In East Harlem, artists painted a boarded-up chain link fence and slowly transformed it into an ocean.
A giant sea turtle at least five feet tall spanned the wooden fence. Orange spray paint fizzed from a metal canister into the lines that created the contour of its shell.
“I want to paint a clownfish,” said Adrian Hernandez, 7, who was passing by with his mother and sister on May 28. He grabbed a paintbrush and drew a small orange circle under the turtle. Through delicate circular strokes, he brought his clownfish to life.
“This time we’re doing an ocean scene that turns into a jungle,” said Kristy McCarthy, 33, founder of the Harlem Art Collective. “A lot of people feel like there’s a lack of nature in the neighborhood, so we’re doing this mural.”
Every three months members the Harlem Art Collective, a group of Harlem-based artists who do projects in the neighborhood, paint an abandoned construction fence in front of an empty lot on West 116th Street between Second and Third Avenues.
“This was just a piece of drywall before,” said Osheena Smith, 33, a member of the collective. “When we’re out here, and we’re painting, and we’re doing art, it just lets the community know that Harlem is not all bad.”
There are 10 active members in the collective and about 30 who help throughout the year. The Guerrilla Gallery, as they call the fence art, is their main project.

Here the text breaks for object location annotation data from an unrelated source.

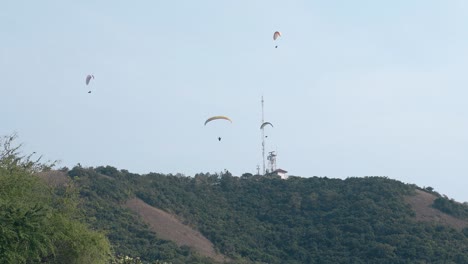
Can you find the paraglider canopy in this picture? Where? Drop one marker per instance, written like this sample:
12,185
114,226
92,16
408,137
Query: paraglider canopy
266,123
276,35
88,78
216,118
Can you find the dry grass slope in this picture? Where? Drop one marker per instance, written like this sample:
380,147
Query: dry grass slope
422,205
170,228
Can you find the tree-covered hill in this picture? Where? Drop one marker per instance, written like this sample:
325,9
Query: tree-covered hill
87,215
255,219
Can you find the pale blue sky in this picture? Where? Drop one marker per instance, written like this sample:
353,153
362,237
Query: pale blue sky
355,88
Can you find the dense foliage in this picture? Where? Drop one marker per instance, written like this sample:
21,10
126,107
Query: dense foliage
37,225
254,219
104,189
250,219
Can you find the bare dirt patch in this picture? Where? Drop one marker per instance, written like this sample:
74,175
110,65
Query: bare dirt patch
170,228
422,202
54,178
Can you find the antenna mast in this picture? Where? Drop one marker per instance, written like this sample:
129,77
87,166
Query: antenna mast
263,140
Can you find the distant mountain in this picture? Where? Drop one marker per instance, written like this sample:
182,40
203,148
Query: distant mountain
214,218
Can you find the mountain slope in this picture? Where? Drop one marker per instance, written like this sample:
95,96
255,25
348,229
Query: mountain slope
170,228
254,219
422,203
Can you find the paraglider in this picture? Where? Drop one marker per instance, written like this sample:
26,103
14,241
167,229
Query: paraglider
218,118
276,35
88,79
266,123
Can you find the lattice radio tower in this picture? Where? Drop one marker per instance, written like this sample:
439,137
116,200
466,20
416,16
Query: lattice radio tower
263,139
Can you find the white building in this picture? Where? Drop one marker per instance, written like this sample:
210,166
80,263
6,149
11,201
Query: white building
282,173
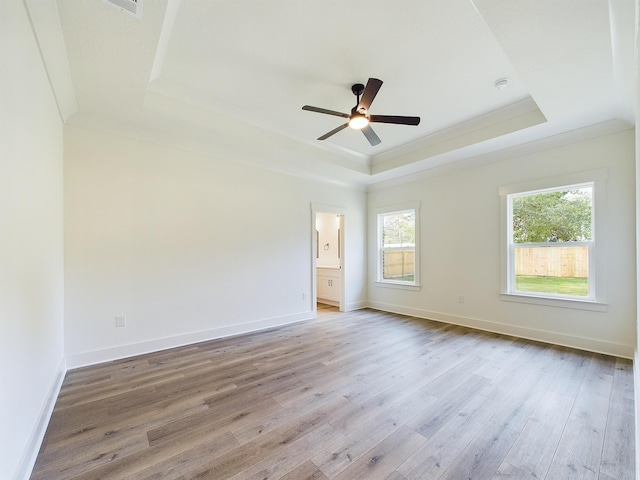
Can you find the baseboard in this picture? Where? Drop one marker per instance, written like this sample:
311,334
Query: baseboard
581,343
124,351
636,396
356,306
30,454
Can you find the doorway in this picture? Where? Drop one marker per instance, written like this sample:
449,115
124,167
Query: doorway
328,258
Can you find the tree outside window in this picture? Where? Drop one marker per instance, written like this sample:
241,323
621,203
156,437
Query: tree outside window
397,247
551,242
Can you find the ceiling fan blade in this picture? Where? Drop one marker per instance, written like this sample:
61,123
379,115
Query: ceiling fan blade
371,136
324,110
334,131
394,119
370,92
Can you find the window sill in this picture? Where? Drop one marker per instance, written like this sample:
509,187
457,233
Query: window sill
401,286
555,302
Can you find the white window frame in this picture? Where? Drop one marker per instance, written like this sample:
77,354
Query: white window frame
597,266
390,210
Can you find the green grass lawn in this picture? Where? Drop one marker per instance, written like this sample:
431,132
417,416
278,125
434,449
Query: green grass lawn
575,286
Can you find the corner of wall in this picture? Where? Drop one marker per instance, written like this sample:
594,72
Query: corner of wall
28,460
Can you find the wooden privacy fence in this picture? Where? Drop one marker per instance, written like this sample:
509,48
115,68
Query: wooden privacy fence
552,261
398,263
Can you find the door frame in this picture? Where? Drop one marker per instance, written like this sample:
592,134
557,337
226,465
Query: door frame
341,212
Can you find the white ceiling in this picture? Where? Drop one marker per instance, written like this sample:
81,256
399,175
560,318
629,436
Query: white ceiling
228,78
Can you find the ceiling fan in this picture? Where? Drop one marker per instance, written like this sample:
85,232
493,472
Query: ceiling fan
359,118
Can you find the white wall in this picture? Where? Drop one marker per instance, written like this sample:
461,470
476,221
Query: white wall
31,262
186,247
460,252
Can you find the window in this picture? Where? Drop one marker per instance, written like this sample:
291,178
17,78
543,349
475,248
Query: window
550,244
397,240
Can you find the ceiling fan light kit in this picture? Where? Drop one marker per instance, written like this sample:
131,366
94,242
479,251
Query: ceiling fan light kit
360,118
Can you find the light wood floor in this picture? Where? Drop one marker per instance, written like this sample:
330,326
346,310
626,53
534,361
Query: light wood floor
360,395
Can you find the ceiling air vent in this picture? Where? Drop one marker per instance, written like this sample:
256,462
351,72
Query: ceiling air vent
132,7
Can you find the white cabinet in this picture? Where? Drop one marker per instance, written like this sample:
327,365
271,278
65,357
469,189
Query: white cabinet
328,281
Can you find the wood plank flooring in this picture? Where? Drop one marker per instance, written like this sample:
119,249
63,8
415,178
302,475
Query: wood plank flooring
359,395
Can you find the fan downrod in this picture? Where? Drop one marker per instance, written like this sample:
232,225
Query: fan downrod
357,89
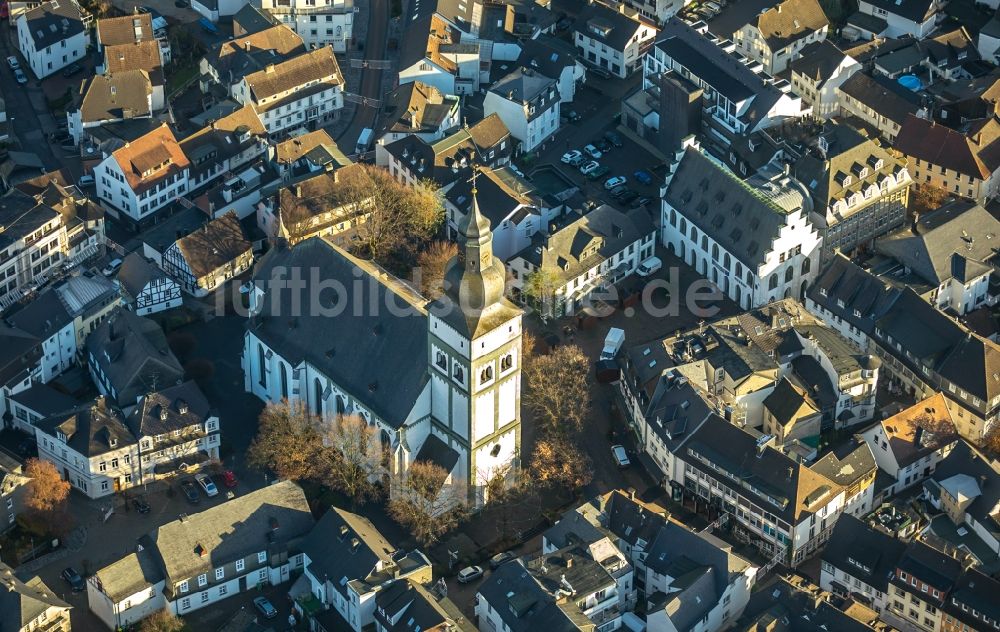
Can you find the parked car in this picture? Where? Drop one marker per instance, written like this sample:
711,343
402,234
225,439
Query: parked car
112,267
599,173
649,266
73,579
615,182
265,607
190,492
469,574
570,156
621,457
207,485
500,559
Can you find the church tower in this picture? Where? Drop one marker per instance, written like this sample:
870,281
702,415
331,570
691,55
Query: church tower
474,359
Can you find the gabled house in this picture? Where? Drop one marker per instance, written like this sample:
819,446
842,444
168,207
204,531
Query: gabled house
128,356
176,431
306,154
349,565
324,204
52,36
528,104
227,62
330,24
145,288
515,214
488,143
91,447
818,72
30,605
62,316
608,39
205,259
44,222
223,146
418,109
950,250
879,102
909,445
302,92
145,55
205,557
777,35
109,98
690,70
753,238
859,561
587,253
963,163
860,191
144,176
912,17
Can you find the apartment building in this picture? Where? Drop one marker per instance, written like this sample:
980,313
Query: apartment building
323,23
142,177
777,35
753,238
302,92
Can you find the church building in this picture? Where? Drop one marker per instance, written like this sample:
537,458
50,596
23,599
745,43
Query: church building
440,379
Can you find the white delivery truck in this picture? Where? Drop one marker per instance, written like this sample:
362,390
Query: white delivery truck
612,343
364,141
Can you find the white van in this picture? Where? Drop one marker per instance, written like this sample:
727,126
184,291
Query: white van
649,267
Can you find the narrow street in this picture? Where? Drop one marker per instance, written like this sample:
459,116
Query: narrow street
371,78
24,103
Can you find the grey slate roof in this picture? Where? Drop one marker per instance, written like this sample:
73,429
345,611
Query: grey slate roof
731,211
959,228
52,22
136,273
21,602
599,22
524,606
370,355
174,408
267,518
345,546
91,429
132,352
863,552
129,575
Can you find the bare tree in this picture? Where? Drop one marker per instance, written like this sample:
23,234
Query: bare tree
425,503
357,461
289,442
539,288
396,214
432,263
162,621
558,462
558,388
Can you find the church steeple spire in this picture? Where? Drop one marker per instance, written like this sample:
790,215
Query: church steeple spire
475,279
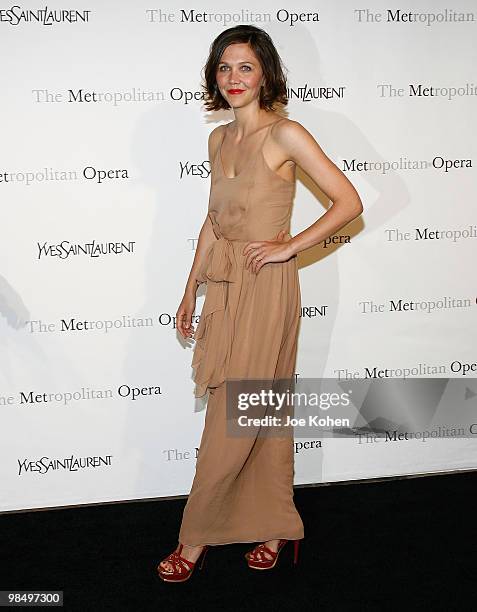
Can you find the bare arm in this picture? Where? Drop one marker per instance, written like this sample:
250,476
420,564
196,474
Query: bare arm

Ms. McCarthy said she got the idea to start a collective after she realized a lot of her Harlem-based friends were doing art not in Harlem but in places like Brooklyn. She also wanted to start an art group that reflected the interests of the community.
“There’s a lot of artists that come to paint murals, but the murals have nothing to do with the community,” Ms. McCarthy said. “It might be beautiful and super well done, but it doesn’t speak to anything about the community. Then, the people who live in the community, who have actual ownership of the wall, they don’t really have a voice in their own neighborhood.”
As the artists paint, people walk by, smile, stare, take pictures and remark on their progress.
“It’s awesome,” a young woman says.
From the cab of a passing fire truck, a fireman screams: “Make a giraffe! I want to see a giraffe!”
Harlem residents are encouraged to participate; they can hang up their own art, draw and put suggestions for next month’s theme inside a suggestion box next to the fence. Last month 15 people put responses in the box, including one asking for more scenes from the writer’s home country. Since the writer didn’t specify a country, the artists decided to paint the ocean scene.
Ms. Smith described the Guerrilla Gallery as a “conversational” space, where the community can use art to talk about the issues that matter to them.
In previous installations of the gallery, someone hung a portrait of a white woman and someone covered the portrait with newspaper clippings about police brutality After someone took the newspaper clippings off the portrait, someone painted over the painting and covered it with an article about a young man in Mississippi who was lynched, all of which was done anonymously.
“We don’t know who any of the actors were in this, it was just something that was playing out every time everyone walked by,” Ms. McCarthy said. The Guerrilla Gallery “starts a lot of conversations that I think need to be had. It’s art. Art is a powerful tool, and I think it’s something that resonates with a lot of people.”
Ms. Smith said that the Guerrilla Gallery can bring together Harlem residents who are being displaced because of gentrification.
“I think it’s more important now than ever to bring the community together because people are literally fighting for their communities,” Ms. Smith said.